Stanford University
Symsys MS graduation photo

What We Look For

Each year we welcome a select group of exceptional individuals to the Symbolic Systems MS Program. We believe in holistic review of each application and while there are no hard and fast rules for defining a competitive applicant, the following points characterize the factors that most often distinguish applicants who are admitted to our program.

  • Because the M.S. in Symbolic Systems is a research-based degree, which requires each student to complete a masters thesis, the Admissions Committee looks especially for evidence of prior research experience. Authorship (especially as a sole or first author) of a research paper that has either been published, prepared for submission to a publication venue, or an undergraduate thesis project, is often an important factor in a successful application, and may be evidenced by the inclusion of this paper as a writing sample.
  • Letters of recommendation by academic researchers/faculty who have supervised or collaborated with the applicant on research are usually considered to be the best sources of third-party evaluation of an applicant's research achievement and potential.
  • Appropriate and successful academic background in two or more of our cognate disciplines: computer science, linguistics, philosophy, psychology, neuroscience, mathematics, statistics, communication, and education. The Committee also looks for strong evidence that an applicant can succeed in the interdisciplinary coursework required for a Symbolic Systems M.S. degree. We do not have a minimum GPA requirement. 
  • We seek to admit applicants who will contribute to the scholarly community of our program.
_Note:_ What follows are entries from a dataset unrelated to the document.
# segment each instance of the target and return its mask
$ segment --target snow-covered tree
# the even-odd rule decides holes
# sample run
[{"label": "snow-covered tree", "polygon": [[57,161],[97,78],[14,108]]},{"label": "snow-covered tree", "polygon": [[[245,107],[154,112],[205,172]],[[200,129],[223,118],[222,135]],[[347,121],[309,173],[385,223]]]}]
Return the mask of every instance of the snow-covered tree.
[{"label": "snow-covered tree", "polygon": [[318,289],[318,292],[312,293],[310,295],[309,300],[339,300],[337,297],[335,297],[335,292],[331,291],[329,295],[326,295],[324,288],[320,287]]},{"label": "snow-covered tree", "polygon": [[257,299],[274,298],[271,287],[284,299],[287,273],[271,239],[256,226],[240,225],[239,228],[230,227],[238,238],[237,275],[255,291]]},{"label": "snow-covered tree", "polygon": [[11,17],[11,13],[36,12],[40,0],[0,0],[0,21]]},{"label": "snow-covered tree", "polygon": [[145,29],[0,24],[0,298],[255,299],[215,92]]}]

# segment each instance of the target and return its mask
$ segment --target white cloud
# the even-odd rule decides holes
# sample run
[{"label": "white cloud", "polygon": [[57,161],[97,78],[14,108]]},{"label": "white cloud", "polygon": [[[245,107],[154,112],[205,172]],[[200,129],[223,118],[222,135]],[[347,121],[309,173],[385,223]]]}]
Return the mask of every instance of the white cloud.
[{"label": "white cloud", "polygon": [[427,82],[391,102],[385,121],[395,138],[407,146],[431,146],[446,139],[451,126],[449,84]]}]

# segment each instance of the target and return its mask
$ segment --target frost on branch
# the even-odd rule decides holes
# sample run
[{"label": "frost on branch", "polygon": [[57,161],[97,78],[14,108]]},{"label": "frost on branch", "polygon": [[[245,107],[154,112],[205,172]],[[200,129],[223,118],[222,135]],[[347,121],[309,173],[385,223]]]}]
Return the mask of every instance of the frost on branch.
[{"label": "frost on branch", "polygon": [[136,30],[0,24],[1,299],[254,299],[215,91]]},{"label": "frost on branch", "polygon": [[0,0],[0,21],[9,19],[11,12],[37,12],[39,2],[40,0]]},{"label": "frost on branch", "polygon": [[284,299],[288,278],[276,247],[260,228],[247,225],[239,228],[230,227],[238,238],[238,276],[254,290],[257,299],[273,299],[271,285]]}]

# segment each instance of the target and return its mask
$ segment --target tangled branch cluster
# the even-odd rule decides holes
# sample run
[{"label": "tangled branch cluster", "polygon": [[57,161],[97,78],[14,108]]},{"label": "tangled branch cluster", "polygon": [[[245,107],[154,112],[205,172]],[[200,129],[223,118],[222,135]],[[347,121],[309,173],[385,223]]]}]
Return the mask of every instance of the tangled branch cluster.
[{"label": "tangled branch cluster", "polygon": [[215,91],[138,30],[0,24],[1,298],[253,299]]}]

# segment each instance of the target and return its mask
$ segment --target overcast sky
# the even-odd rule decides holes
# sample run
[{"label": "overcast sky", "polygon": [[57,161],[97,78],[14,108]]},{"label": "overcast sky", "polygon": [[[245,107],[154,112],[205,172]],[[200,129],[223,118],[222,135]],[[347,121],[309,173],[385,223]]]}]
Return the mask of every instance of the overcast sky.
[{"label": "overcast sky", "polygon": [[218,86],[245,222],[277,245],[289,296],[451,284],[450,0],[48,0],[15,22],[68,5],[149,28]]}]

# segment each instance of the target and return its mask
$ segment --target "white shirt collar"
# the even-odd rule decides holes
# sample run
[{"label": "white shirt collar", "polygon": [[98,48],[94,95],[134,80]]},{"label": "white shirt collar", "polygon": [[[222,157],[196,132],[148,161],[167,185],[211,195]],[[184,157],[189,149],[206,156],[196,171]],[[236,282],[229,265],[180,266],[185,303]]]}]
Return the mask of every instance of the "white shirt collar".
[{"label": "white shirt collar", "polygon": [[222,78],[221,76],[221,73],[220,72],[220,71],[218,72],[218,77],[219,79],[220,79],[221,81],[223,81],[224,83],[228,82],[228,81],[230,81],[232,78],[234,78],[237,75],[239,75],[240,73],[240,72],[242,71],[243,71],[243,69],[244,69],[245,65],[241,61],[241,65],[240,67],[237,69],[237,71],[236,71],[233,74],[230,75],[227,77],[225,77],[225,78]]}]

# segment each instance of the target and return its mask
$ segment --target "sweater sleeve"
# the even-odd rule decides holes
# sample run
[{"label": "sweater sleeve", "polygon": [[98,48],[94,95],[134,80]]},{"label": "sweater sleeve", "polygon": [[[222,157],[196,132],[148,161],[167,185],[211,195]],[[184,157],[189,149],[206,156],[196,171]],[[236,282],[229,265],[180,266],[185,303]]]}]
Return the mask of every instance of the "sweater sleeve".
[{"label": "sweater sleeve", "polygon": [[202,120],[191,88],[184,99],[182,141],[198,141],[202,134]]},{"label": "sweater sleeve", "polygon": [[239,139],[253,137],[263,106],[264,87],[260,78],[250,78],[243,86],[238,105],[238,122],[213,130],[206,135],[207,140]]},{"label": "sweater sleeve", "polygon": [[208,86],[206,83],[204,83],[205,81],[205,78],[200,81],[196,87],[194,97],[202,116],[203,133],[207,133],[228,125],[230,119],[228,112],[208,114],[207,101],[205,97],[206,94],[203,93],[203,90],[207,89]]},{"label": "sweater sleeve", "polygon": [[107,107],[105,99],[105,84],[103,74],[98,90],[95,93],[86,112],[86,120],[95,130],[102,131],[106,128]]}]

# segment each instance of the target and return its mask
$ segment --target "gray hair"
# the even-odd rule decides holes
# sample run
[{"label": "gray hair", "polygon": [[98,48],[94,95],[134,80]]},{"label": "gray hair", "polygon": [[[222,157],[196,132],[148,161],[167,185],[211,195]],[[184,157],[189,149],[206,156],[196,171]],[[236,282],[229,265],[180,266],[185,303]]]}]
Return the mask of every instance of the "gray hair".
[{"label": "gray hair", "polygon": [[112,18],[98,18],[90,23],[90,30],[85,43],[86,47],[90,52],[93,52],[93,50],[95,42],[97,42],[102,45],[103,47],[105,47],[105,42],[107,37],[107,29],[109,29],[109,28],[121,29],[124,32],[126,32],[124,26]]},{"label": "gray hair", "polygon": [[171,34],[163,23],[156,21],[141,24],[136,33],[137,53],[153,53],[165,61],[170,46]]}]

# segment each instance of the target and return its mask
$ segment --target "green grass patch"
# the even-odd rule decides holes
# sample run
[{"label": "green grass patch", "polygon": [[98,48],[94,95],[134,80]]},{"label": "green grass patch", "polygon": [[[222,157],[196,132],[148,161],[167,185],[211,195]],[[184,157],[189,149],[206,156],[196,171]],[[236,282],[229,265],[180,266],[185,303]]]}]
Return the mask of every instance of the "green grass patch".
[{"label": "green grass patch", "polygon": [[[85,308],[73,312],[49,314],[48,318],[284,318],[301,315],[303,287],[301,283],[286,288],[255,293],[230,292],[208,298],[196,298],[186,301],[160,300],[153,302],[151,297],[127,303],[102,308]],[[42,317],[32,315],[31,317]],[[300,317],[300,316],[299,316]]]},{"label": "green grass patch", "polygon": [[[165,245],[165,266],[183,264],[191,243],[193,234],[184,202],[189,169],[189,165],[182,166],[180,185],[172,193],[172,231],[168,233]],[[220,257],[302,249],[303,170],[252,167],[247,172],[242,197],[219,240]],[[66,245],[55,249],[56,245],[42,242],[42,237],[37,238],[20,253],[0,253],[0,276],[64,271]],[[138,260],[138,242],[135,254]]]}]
In this regard we value a diversity of personal backgrounds and academic interests.
    • A good fit between a student's academic and research interests and those of our affiliated faculty (which may be highlighted in an applicant's Statement of Purpose).
    • In the case of Internal applicants who apply with a Project Area Statement, a good fit between the student's proposed project area and their prospective advisor, is often a distinguishing factor for admitted applicants.